Comerse sus propios platos

Les chefs devraient s’astreindre à la discipline de manger leurs propres élaborations. En général, ils ne le font pas. Pourquoi ? Nous voulons continuer de penser qu’ils les goûtent, au moins lors de la phase de peaufinage, lorsqu’ils ajoutent ou suppriment l’un ou l’autre élément. D’après nos informations, certains ne testent même pas leurs préparations, forts de leur intuition. Certaines célébrités comme Pierre Gagnaire se vantaient d’improviser en cours de route. Mais il s’agissait d’autres temps, où on applaudissait les idées instantanées. Certains héritiers du libertinage, alchimistes, maniéristes, showmans et magiciens qui vous surprennent avec des combinaisons audacieuses et amusantes regorgeant de mauvais goût subsistent encore aujourd’hui. L’autre jour, par exemple, aveuglé par la fièvre d’épater la galerie, un chef d’un certain renom, détenteur de l’un ou l’autre prix national, même, m’a servi une soupe froide effervescente dans une cruche à vin à long bec. Comme d’habitude, pour embêter son monde, il apparut en salle pour recueillir l’applaudissement. Quelle barbe. Et lorsque à la question : « Qu’est ce que cela vous semble ? », vous lui répondez : « Mais avez-vous pris la peine de goûter ce plat ? », il vous rétorque : « Génial, non ? »

En fait, pourquoi vous demande-t-on votre avis si on ne vous écoute pas. Si vous ne leur dites rien, ils blâment les convives, les amis, les critiques, voire leur mère… Je connais les commentaires qui se font dans les cuisines, à quelques exceptions près, face à la moindre observation du client. Il n’y a plus de respect pour celui qui paie. Souvent, il semblerait qu’il ne le mérite pas. Ce critère d’évaluation peut évidemment s’appliquer aussi aux cuisiniers. Que penser d’un chef qui propose une soupe froide au champagne avec des algues servie dans une cruche à vin long bec en guise d’apéritif ? Soit on se dit que c’est génial, soit on se dit qu’il tient vraiment à empester la salle avec un aérosol anti-taches.

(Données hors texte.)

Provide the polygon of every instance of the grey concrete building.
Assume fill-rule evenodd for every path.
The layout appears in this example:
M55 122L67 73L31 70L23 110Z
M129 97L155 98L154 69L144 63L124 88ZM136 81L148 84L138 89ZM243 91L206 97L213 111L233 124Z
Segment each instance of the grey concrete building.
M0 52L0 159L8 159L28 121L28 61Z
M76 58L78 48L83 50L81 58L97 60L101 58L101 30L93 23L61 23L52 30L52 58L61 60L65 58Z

Pourquoi aussi peu de respect envers les clients ? Qu’ils se rassurent, car ceux qui remportent la palme, ce sont les commentateurs gastronomiques. Lorsqu’ils jouissent des faveurs des amphitryons, ils ne peuvent exprimer le moindre souhait. Ils sont gavés comme des canards avec tout ce qu’ils veulent dans les proportions qu’ils désirent. C’est bien de faire confiance au chef, certes, mais jusqu’à un certain point. Pourquoi devrais-je me farcir des coquilles Saint-Jacques ou du pigeon quatre jours de suite ? Laisser une certaine liberté au cuisinier, le laisser exprimer son œuvre est juste et nécessaire. Mais il ne faut jamais lui accorder une liberté absolue. Pour vraiment savoir comment le chef cuisine, connaître la qualité des produits utilisés, l’état des chambres froides,… il faut demander certains plats concrets. Des plats sur lesquels planent des doutes sur le plan du concept, du produit ou de la période d’élaboration. Des joues, toujours précuites, seront un bon indicateur. De même que le cochon de lait, confit et conservé sous-vide. Oser prendre des risques avec une daurade, une sole, un turbot… en dit long sur l’honorabilité du restaurant. Sans parler des langoustines, grosses crevettes et autres crustacés ! La possibilité de demander des crêpes farcies de civelles au mois de juin est très tentante. Comment se priver de dire au naufragé de service qu’il n’a aucun critère et aucune éthique ? Des crêpes aux civelles, et en juin, par-dessus le marché… Et puis après on s’étonne qu’on leur abaisse la qualification et on se plaint quand le critique ne se laisse pas duper. Et si celui qui réclame est un citoyen de la rue, on le traitera de tous les noms…

Ce manque de respect envers la volonté d’autrui a poussé certains chefs à oublier d’inclure un certain plat requis au sein de leur menu de dégustation. Que faire, dans ces cas-là ? Et quand le menu est imposé, quand certains plats sont omis ou quand ils se trompent, c’est la catastrophe. Soupe effervescente au champagne et algues servie dans une cruche à long bec…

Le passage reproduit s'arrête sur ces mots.